16/04/2025 | Yazar: ayşe düzkan

moda asırlar boyunca kadınlara çok oyun oynadı. vatkaları, alt göz kapağına çizilen kirpikleri, beceriksiz bir makyözün elinden çıkma yaşlı makyajını hatırlatan meçi hatırlayın. bunlar insanı maskara etmiş olabilir ama hiçbiri yüksek topuklu ayakkabılar kadar acımasız değil.

bu topukluları ne yapacağız, yıldızcım Kaos GL - LGBTİ+ Haber Portalı

ne istese olabilecek, canı ne istese yapabilecek kadar, zengin ve ayrıcalıklı olan bir azınlık dışındaki insanlığı hizaya sokmak için başvurulan onlarca araç var. ölüm korkusu, sağlığından olma korkusu, hapishane korkusu, işkence, yoksulluk riski...
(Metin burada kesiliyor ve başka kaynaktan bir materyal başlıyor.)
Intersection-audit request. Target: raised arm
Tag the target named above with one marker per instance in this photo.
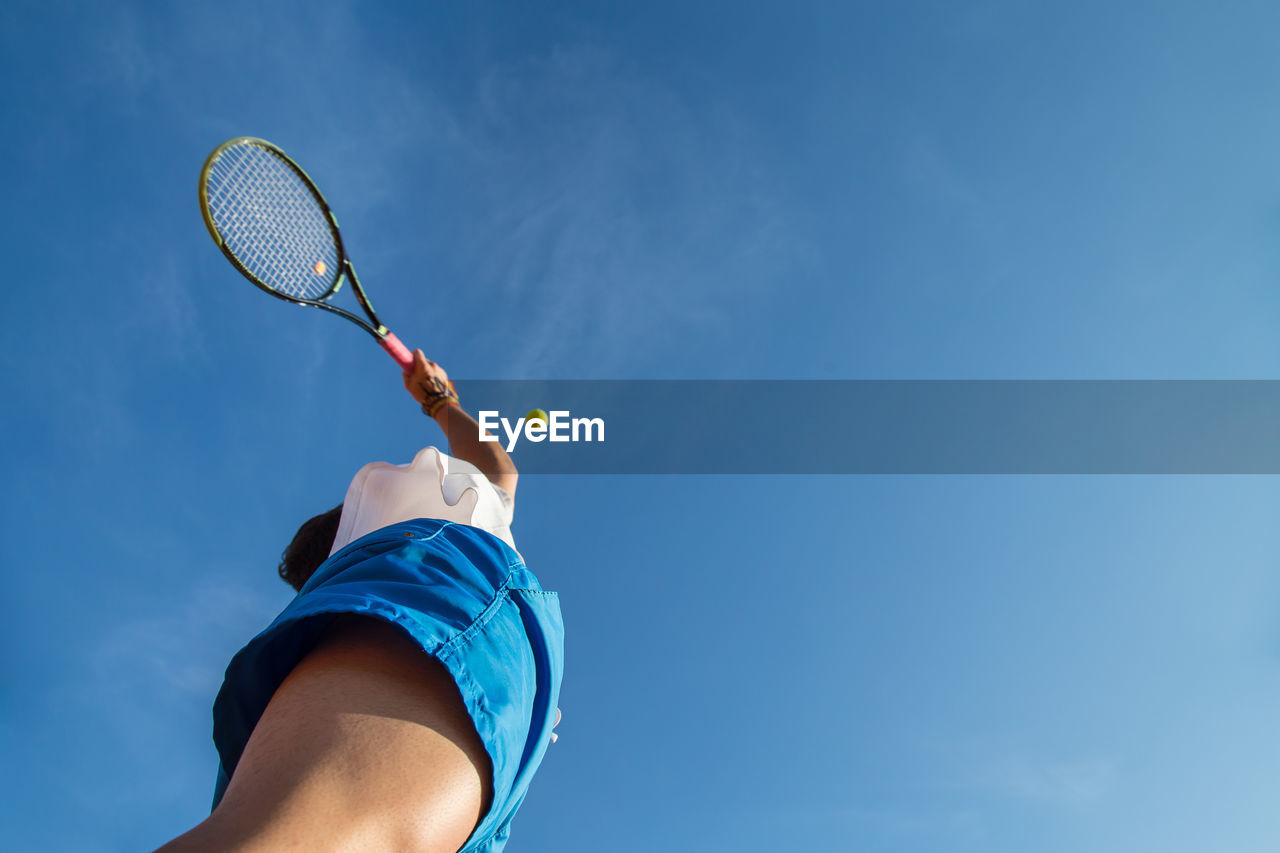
(429, 384)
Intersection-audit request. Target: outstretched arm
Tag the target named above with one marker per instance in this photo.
(429, 384)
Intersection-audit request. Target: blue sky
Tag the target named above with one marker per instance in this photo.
(686, 191)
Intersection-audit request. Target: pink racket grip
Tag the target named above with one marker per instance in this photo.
(397, 350)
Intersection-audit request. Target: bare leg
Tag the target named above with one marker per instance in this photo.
(365, 747)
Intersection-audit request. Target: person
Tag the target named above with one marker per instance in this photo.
(406, 696)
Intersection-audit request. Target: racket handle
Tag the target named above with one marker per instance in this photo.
(397, 350)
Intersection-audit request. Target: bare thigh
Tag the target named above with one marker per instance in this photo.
(365, 746)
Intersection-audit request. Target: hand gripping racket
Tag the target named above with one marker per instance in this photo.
(273, 224)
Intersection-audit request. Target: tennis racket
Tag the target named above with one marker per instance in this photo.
(273, 224)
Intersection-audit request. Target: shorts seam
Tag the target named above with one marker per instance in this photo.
(455, 643)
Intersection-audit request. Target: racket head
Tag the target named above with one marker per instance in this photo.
(270, 220)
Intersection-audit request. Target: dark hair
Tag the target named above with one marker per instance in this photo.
(310, 547)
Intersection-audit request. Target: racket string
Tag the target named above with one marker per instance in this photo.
(272, 222)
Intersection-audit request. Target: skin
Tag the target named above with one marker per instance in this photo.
(426, 383)
(366, 746)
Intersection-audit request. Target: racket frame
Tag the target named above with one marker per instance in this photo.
(344, 269)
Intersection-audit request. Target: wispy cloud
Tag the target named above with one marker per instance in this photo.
(612, 214)
(1068, 783)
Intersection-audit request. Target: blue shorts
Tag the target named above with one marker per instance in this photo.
(470, 602)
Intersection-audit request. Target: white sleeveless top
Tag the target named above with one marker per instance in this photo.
(434, 486)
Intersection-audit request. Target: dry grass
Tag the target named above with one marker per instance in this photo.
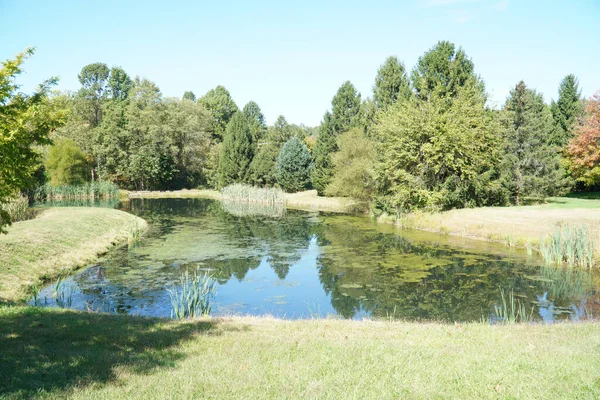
(306, 200)
(120, 357)
(58, 239)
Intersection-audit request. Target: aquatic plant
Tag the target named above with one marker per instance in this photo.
(63, 293)
(90, 190)
(250, 194)
(570, 245)
(511, 310)
(193, 297)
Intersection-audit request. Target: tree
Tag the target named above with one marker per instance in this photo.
(437, 157)
(25, 121)
(189, 95)
(584, 148)
(344, 115)
(237, 152)
(93, 79)
(353, 167)
(119, 84)
(531, 165)
(391, 83)
(256, 119)
(293, 166)
(221, 106)
(566, 110)
(66, 163)
(443, 70)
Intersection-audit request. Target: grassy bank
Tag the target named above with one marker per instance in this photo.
(115, 357)
(514, 226)
(307, 200)
(58, 239)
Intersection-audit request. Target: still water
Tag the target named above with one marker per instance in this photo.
(298, 264)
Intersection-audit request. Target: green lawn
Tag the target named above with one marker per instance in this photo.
(58, 239)
(56, 354)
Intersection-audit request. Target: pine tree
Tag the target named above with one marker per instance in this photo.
(237, 152)
(531, 164)
(391, 83)
(344, 115)
(566, 110)
(293, 166)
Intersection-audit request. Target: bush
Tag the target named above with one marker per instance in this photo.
(66, 163)
(293, 166)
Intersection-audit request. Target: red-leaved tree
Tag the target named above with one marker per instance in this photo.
(584, 148)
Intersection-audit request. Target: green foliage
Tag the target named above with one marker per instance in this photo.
(391, 83)
(189, 95)
(256, 119)
(531, 165)
(25, 121)
(66, 163)
(344, 115)
(293, 166)
(237, 152)
(570, 245)
(442, 71)
(353, 167)
(221, 106)
(434, 156)
(566, 110)
(194, 296)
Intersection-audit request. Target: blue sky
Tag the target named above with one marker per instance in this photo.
(290, 57)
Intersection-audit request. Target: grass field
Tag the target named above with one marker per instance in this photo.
(58, 239)
(515, 226)
(51, 353)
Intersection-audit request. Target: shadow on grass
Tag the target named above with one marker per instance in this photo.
(53, 350)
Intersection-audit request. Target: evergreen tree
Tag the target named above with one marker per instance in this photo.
(256, 120)
(566, 110)
(391, 83)
(344, 115)
(189, 95)
(293, 166)
(442, 70)
(531, 165)
(237, 152)
(219, 103)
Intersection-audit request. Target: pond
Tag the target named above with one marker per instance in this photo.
(298, 264)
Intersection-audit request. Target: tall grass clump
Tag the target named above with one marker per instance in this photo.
(17, 208)
(570, 245)
(511, 310)
(250, 194)
(90, 190)
(193, 297)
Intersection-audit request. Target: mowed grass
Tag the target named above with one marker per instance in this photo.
(53, 353)
(513, 225)
(58, 239)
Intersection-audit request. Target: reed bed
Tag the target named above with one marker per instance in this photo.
(194, 296)
(91, 190)
(250, 194)
(18, 208)
(570, 245)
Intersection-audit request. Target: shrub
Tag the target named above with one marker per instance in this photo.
(293, 166)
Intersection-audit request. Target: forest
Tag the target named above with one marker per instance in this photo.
(426, 138)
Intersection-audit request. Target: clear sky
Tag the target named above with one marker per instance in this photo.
(291, 56)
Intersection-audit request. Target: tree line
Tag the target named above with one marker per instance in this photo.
(426, 138)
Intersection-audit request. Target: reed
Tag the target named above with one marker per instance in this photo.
(17, 208)
(250, 194)
(570, 245)
(194, 296)
(91, 190)
(511, 310)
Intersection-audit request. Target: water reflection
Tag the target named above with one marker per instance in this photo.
(293, 263)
kadınları hizaya sokmak için bunlardan başka araçlara da başvuruluyor. ki bunların bir kısmına eşcinsel erkekler de maruz kalıyor.[1] örneğin çirkinlik korkusu; zaman zaman sağlığından olma korkusundan daha güçlü ki bu kadar insan komplikasyon riskini göze alarak, bıçak altına yatıyor.

ilk iki paragrafa bakıp da sıkıcı bir feminist diskur çıkacak diye yazıyı okumaktan vazgeçmeyin lütfen, moda üzerine yazmaya çalışacağım.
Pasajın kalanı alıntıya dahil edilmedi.